Förderung von langfristiger Pacht oder Grunderwerb für Zwecke des Naturschutzes

Name des Förderprogramms:

Förderung von langfristiger Pacht oder Grunderwerb für Zwecke des Naturschutzes

Zweck und Ziel der Förderung:

Gewährung von Zuwendungen zur Förderung von langfristiger Pacht oder Grunderwerb für Zwecke des Naturschutzes.

Rechtsgrundlage:

Richtlinie für die Gewährung von Zuwendungen zur Förderung von langfristiger Pacht oder Grunderwerb für Zwecke des Naturschutzes vom 10.05.2017 (PDF 285KB, Datei ist nicht barrierefrei)

Was wird gefördert?

Ausgaben für Flächensicherung durch die langfristige Pacht, den Erwerb von Rechten an Grundstücken oder der Erwerb von Grundstücken schwerpunktmäßig von Flächen aus dem Netz Natura 2000 sowie zur Umsetzung des Artenhilfs- und Moorschutzprogramms Schleswig-Holstein, deren Erfordernis die obere Naturschutzbehörde bestätigt hat. Die Dauer der langfristigen Pacht soll in der Regel 20 bis 30 Jahre betragen.

Wer wird gefördert?/Wer ist antragsberechtigt?

Körperschaften des öffentlichen Rechts, Stiftungen des öffentlichen und privaten Rechts oder als gemeinnützig anerkannte Vereine und Verbände.

Unter welchen Voraussetzungen wird gefördert?

Im Antrag flurstücksgenaue Angabe der Flächen, in welcher Form und in welchen Umfang die Flächen gesichert werden sollen, Darstellung der weiteren Entwicklung der Flächen mit Planungsunterlage/Detailkarten (Lage, Größe, Wert, bisherige Nutzung). Beifügung einer Kostenaufstellung, bei Grunderwerb Bescheinigung eines unabhängigen qualifizierten Schätzers oder einer zugelassenen amtlichen Stelle, dass der Kaufpreis den Marktwert nicht übersteigt. Keine Weiterleitung der Zuwendung an Dritte. Bei langjähriger Pacht ist der Zuwendungsempfänger berechtigt, die Fläche für Zwecke des Naturschutzes zu nutzen und umzugestalten.

Art und Höhe der Förderung

Projektförderung als Voll- oder Anteilfinanzierung. Die Zuwendung wird als nicht rückzahlbarer Zuschuss bewährt; die Höhe des Fördersatzes richtet sich nach dem Eigeninteresse/der Leistungsfähigkeit der Antragstellerin/des Antragstellers.
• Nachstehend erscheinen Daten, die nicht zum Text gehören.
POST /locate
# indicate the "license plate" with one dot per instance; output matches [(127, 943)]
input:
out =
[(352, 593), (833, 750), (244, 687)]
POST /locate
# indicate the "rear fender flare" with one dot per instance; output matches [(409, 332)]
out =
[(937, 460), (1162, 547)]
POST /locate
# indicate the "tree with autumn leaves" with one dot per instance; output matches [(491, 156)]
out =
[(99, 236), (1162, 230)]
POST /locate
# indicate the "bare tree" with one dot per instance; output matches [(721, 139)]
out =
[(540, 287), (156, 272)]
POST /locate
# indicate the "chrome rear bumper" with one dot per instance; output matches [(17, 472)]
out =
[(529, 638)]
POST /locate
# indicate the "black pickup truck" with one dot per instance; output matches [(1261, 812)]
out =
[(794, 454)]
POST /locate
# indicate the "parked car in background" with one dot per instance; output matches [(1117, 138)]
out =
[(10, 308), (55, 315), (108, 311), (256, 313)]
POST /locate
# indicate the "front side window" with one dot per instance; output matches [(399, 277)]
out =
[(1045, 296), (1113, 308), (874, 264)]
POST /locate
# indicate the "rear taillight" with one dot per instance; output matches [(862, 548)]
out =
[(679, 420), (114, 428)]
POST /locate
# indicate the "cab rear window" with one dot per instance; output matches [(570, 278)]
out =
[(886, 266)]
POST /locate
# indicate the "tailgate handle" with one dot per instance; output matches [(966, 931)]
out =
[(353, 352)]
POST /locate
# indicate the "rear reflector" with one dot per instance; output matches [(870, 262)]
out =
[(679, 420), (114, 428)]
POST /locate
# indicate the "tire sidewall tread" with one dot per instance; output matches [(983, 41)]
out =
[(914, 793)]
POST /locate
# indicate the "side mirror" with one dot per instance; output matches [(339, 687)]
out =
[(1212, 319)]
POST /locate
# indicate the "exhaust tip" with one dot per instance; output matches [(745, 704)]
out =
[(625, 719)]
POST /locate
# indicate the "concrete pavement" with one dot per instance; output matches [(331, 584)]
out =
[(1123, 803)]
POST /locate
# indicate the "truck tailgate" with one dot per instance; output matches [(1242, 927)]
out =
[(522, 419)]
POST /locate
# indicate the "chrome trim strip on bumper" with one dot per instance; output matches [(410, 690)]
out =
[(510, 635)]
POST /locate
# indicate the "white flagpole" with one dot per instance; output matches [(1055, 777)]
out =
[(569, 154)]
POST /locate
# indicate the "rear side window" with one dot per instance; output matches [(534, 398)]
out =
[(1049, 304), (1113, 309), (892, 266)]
Zuwendungsfähig sind der zu entrichtende Kaufpreis oder Pachtzins sowie die mit dem Kauf oder der Pacht verbundenen Notarkosten, öffentlich-rechtliche Gebühren und Steuern, Vermessungskosten und Vermittlungsgebühren.

Wie ist das Antragsverfahren?/Wie erfolgen Antragstellung und Auszahlung?

Bewilligungsbehörde ist das Ministerium für Energiewende, Landwirtschaft, Umwelt, Natur und Digitalisierung (Referat V 50); Antragsvordrucke können hier angefordert werden. Antragstellung erfolgt rechtzeitig vor Maßnahmenbeginn; in begründeten Ausnahmefällen kann die Bewilligungsbehörde einen vorzeitigen Projektbeginn genehmigen.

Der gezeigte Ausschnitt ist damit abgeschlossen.